Park Narodowy þingvellir
Jadąc wzdłuż przepięknego południowego wybrzeża (co za widoki! Chciałoby się co chwilę zatrzymywać!) docieramy do Selfoss, tylko po to żeby odbić na północ do Parku Narodowego þingvellir. To właśnie w tym miejscu narodziła się demokracja. W 930 r. mieszkańcy Islandii założyli pierwszy na świecie parlament Alþing i w tym miejscu z przerwami spotykali się do 1834 r., kiedy to zdecydowano się przenieść Parlament do Reykjaviku.

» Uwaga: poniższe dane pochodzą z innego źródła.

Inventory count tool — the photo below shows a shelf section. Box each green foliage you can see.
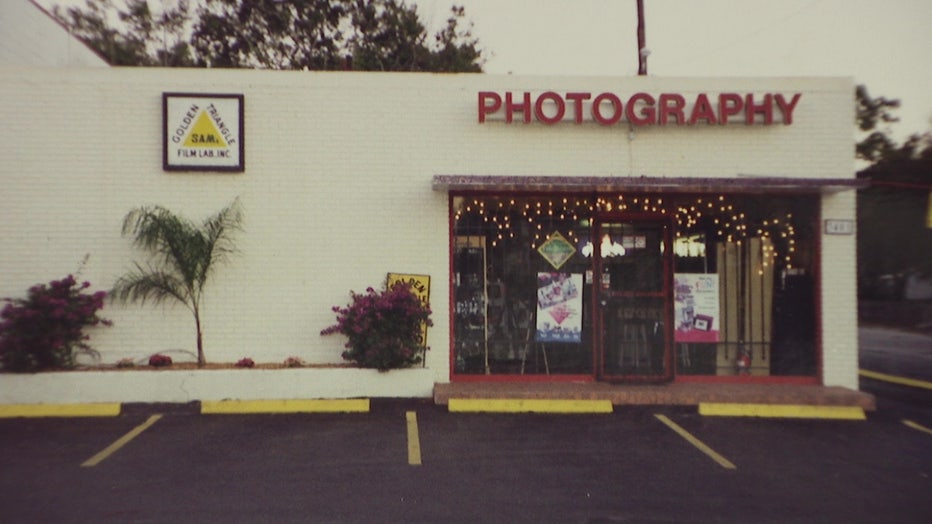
[111,199,243,366]
[320,282,433,370]
[54,0,483,72]
[857,133,932,292]
[0,275,111,372]
[855,85,900,162]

To tu pierwszy raz przekonaliśmy się, co miała na myśli Hugrun mówiąc, że nie ma gorszej rzeczy na Islandii jak wiatr. Przeraźliwie zimny, porywisty, skutecznie potrafi zniechęcić do zwiedzania, ale nie nas :-). Mania opatulona i ubrana na cebulkę, my zresztą podobnie. Przeszliśmy całą 3 km trasę. Tu zaczyna się odczuwać jak mocno zróżnicowany jest krajobraz wyspy. Z jednej strony ogromna ściana wysokich skał, a z drugiej krystalicznie niebieskie jezioro Þingvallatn i łąki, a w oddali ośnieżone szczyty. We wspomnianym jeziorze można nurkować za jedyne 1200 zł od osoby :-). Nawet nie zabieraliśmy swoich licencji, choć kuszące to była propozycja zanurkować między dwoma płytami. Þingvellir był pierwszym przystankiem na tzw. Golden Circle (złotym kręgu), czyli najbardziej kultowych miejscach w obrębie stolicy. Bardzo popularnych wśród turystów, którzy nie mają dużo czasu na Wyspie.

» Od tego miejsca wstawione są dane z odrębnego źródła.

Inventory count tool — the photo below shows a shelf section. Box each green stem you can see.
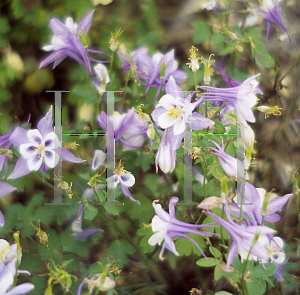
[109,51,115,72]
[80,65,97,99]
[210,102,226,120]
[239,178,245,225]
[194,71,197,91]
[201,153,207,198]
[220,204,225,245]
[295,192,300,229]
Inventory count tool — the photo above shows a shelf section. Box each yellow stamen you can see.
[167,107,183,120]
[35,144,46,156]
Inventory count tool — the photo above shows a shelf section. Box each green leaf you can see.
[219,46,235,55]
[209,246,222,259]
[175,234,206,256]
[109,240,135,268]
[196,257,220,267]
[255,48,275,68]
[60,230,89,255]
[249,263,277,278]
[84,204,98,220]
[103,204,119,215]
[213,119,226,133]
[246,280,264,295]
[214,266,223,281]
[202,217,215,233]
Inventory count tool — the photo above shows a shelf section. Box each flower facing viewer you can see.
[9,106,83,179]
[148,197,214,260]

ZŁOTY KRĄG – GEYSIR I GULFOSS
Oba kultowe miejsca na mapie Wyspy. Byliśmy bardzo ciekawi szczególnie tego pierwszego, ponieważ w Chile mieliśmy okazje oglądać kilka gejzerów i chcieliśmy zobaczyć protoplastę nazwy gejzer. Sam Geysir jest już nieaktywny, ale na niewielkim polu gejzerów króluje Strokkur, czyli „bańka”. Wyrzuca on co 7-8 minut gorącą wodę na wysokość około 20 metrów. Mieliśmy z Karo podobne odczucia, Geysir islandzki robi wrażenie, ale cała otoczka pól gejzerów w Chile robi zdecydowanie większe.

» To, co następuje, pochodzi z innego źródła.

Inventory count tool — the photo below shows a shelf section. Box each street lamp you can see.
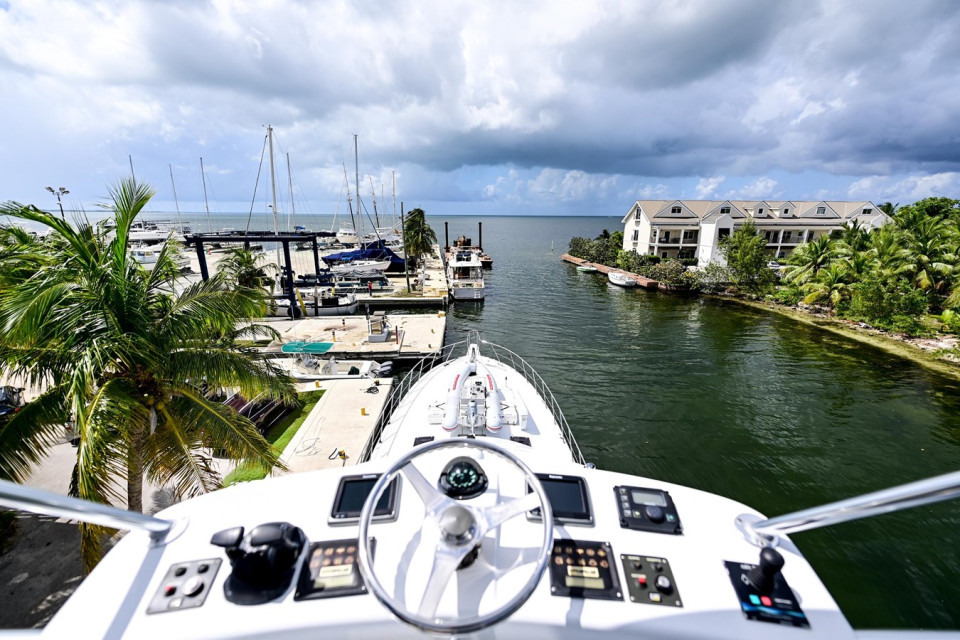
[47,187,70,220]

Za to czego nie widzieliśmy w Chile ani nigdzie indziej pozwoliło nas na kolana – Gulfoss. Trójkasadowy wodospad na rzece Hvita, którego ogrom potęguje 70 m wąwóz. Bez dwóch zdań poprzeczka została postawniona wysoko. Oczywiście towarzyszył nam w tym wszystkim przeraźliwie zimny wiatr, który skutecznie nie pozwolił się nam nacieszyć zbyt długo widokiem Gulfossa. Szkoda też, że ścieżka pod sam wodospad była zamknięta. Zima jeszcze nie odpuściła.
PIERWSZY KEMPING
Gulfoss to ostatnia atrakcja tego dnia, ale dzień się jeszcze nie skończył, bo musimy znaleźć miejsce do spania, a konkretnie dotrzeć do miejscowości Hella i campingu Arhus. Nikt o tej porze roku i przy takiej temperaturze nie zdecydował się na namiot. My własny rozstawiliśmy, ale doszliśmy do wniosku, że ten dzień był tak intensywny, że potrzebujemy ciepłego łóżka. Poza tym martwiliśmy się, jak Mania da sobie radę z ujemną temperaturą w nocy mimo dobrych śpiworów i mat. Na nasze szczęście camping miał też domki. Barman recepcjonista zlitował się nad nami i z astronomicznej kwoty 12000 ISK ~360 zł zszedł do 7500 ISK ~ 250 zł za noc. Dość szybko padliśmy w ciepłych łózkach, mimo „dnia” za oknem.
2 komentarze
Witam serdecznie :) Piękne zdjęcia i niesamowita wyprawa. To był początek maja czy raczej koniec ? – tak się zastanawiam nad tą pogodą ;)
Cześć dzięki wielkie. Miło nam sie czyta, że to co piszemy komuś sie podoba. To był początek maja.